National Crime Victim Rights Week
If you are interested in attending the virtual ceremony please use the link below to register.
10:45 – 11:00 am Victim Services Interagency Council Member Slide Show
11:00 – 11:05 am Opening Remarks
Victim/Witness Services Coordinator
Durham Police Department
G. Norman Acker III
Acting United States Attorney
Eastern District of North Carolina
Chief Cerelyn J. Davis
Durham Police Chief
11:05 – 11:10 am Acting United States Attorney Remarks
Introduction of Keynote Speakers
William T. Stetzer
Acting United States Attorney
Western District of North Carolina
11:10 – 11:30 am Keynote Speakers
Assistant United States Attorney
Western District of North Carolina
Intimate Partner Violence
11:30 – 11:35 am Flower Ceremony: Remembrance of Rose
David L. Elliot
Deputy Chief of Staff
North Carolina Department of Justice
11:35 – 11:50 am Recognition of Victims Presentation
11:50 – 12:00 pm Acting United States Attorney Remarks
Distinguished Prosecutor & Law Enforcement Officer
Victim Services Award
Sandra J. Hairston
Acting United States Attorney
Middle District of North Carolina
Acting United States Attorneys’ Biographies
G. Norman Acker, III is the Acting United States Attorney for the Eastern District of North Carolina.
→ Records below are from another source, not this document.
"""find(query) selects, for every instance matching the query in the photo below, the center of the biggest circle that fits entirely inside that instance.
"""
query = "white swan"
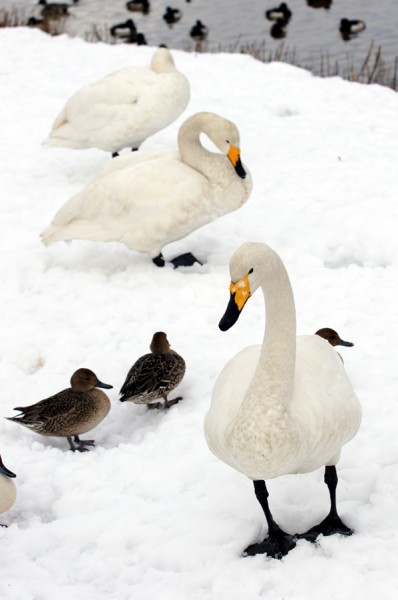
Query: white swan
(284, 407)
(147, 200)
(8, 492)
(124, 108)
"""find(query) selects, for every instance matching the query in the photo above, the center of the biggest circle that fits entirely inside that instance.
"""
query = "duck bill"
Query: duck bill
(105, 386)
(5, 471)
(239, 295)
(234, 157)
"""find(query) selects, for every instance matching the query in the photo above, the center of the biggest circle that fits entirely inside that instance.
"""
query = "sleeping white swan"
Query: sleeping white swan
(284, 407)
(124, 108)
(147, 200)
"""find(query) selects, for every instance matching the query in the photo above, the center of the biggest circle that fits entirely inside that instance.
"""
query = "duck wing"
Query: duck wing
(44, 414)
(153, 375)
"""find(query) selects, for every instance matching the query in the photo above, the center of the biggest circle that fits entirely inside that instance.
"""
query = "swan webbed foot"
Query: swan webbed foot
(185, 260)
(329, 526)
(159, 260)
(275, 546)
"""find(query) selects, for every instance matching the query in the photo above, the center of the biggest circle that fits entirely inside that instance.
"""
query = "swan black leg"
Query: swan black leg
(185, 260)
(159, 260)
(278, 543)
(332, 524)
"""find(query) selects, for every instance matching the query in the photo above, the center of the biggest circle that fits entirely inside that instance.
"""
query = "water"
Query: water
(311, 32)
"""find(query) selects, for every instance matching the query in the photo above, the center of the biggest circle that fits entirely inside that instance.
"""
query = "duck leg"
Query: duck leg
(278, 543)
(80, 444)
(166, 403)
(332, 524)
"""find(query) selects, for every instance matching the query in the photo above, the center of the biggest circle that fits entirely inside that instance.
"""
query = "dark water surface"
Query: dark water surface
(311, 32)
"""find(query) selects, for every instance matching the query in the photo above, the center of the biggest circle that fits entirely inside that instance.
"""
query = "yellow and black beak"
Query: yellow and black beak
(234, 157)
(239, 295)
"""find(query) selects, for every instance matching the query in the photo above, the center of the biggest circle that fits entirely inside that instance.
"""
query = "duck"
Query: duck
(283, 407)
(281, 12)
(71, 412)
(172, 15)
(160, 196)
(139, 6)
(349, 27)
(123, 30)
(332, 337)
(199, 31)
(8, 491)
(123, 109)
(53, 10)
(319, 3)
(153, 376)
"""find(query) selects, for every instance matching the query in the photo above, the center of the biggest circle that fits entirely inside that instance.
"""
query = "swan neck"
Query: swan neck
(274, 376)
(191, 150)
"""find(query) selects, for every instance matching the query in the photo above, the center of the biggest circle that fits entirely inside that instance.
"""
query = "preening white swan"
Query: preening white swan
(147, 200)
(124, 108)
(284, 407)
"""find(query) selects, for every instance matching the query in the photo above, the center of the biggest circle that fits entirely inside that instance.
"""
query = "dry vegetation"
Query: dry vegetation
(373, 69)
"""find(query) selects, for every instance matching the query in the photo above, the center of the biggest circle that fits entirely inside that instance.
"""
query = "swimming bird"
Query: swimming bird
(123, 109)
(53, 10)
(123, 30)
(284, 407)
(199, 31)
(154, 375)
(8, 492)
(139, 6)
(172, 15)
(69, 413)
(349, 27)
(281, 12)
(161, 196)
(319, 3)
(332, 337)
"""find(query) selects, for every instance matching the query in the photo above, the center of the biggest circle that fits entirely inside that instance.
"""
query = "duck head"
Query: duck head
(84, 380)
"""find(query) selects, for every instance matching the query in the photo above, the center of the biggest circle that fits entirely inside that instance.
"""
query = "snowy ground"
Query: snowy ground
(150, 513)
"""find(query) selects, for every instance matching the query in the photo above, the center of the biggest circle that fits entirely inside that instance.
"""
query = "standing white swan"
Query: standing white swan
(124, 108)
(284, 407)
(147, 200)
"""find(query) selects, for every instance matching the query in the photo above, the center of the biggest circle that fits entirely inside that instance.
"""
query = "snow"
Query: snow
(150, 512)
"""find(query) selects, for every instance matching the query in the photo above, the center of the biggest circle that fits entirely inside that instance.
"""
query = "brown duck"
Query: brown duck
(332, 337)
(69, 413)
(154, 375)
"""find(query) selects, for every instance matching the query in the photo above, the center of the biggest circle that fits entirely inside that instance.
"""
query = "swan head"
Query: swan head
(250, 266)
(223, 133)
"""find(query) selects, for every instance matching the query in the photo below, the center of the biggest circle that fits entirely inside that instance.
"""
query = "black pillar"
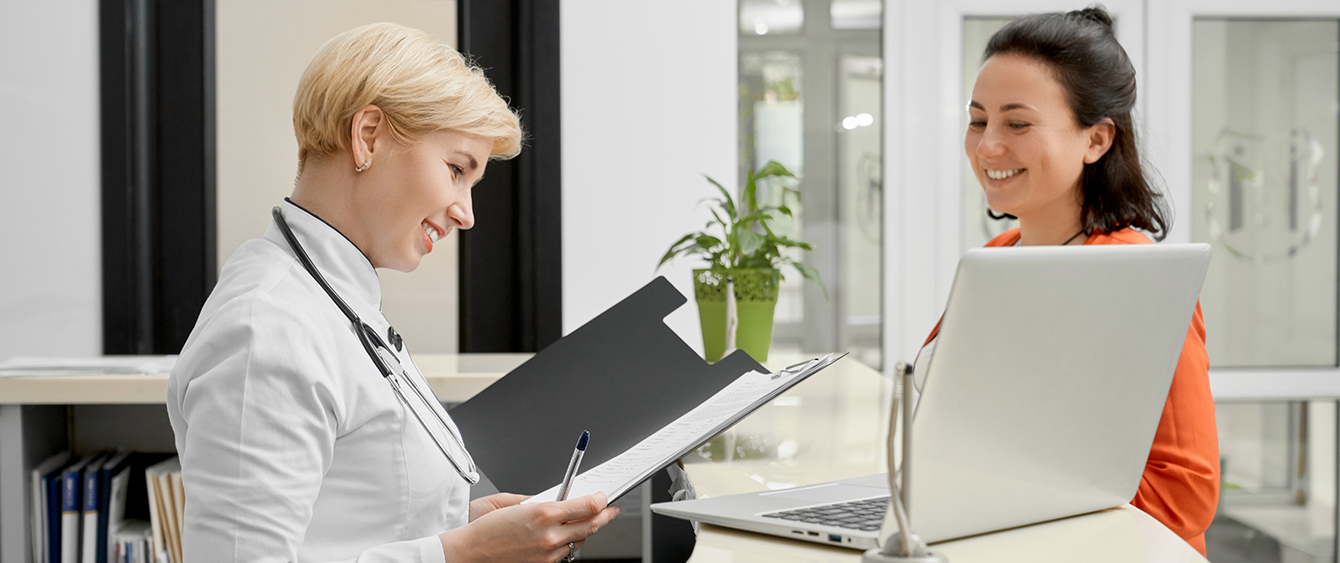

Norman Acker was born and raised in Raleigh and is a lifelong resident of the Research Triangle area. He received both his undergraduate degree and his law degree from the University of North Carolina at Chapel Hill, and he practiced law for five years before joining the U.S. Attorney’s office in 1990.
Norman has been an Assistant United States Attorney for more than 30 years. For most of that time, he was assigned to the civil division, representing the United States in civil lawsuits, including tort defense, medical malpractice defense, employment discrimination cases, civil commitment cases, bankruptcy, debt collection and prisoner lawsuits. However, his primary focus of litigation was pursuing individuals and corporations who committed fraud against the United States. He was the Affirmative Civil Enforcement Coordinator and the Health Care Fraud Coordinator for the office. He handled “white collar” cases involving contract fraud against the military, health care fraud against the Medicare and Medicaid programs, as well as many other types of fraud against the government. He also handled several large criminal “white collar” fraud cases that had both civil and criminal components.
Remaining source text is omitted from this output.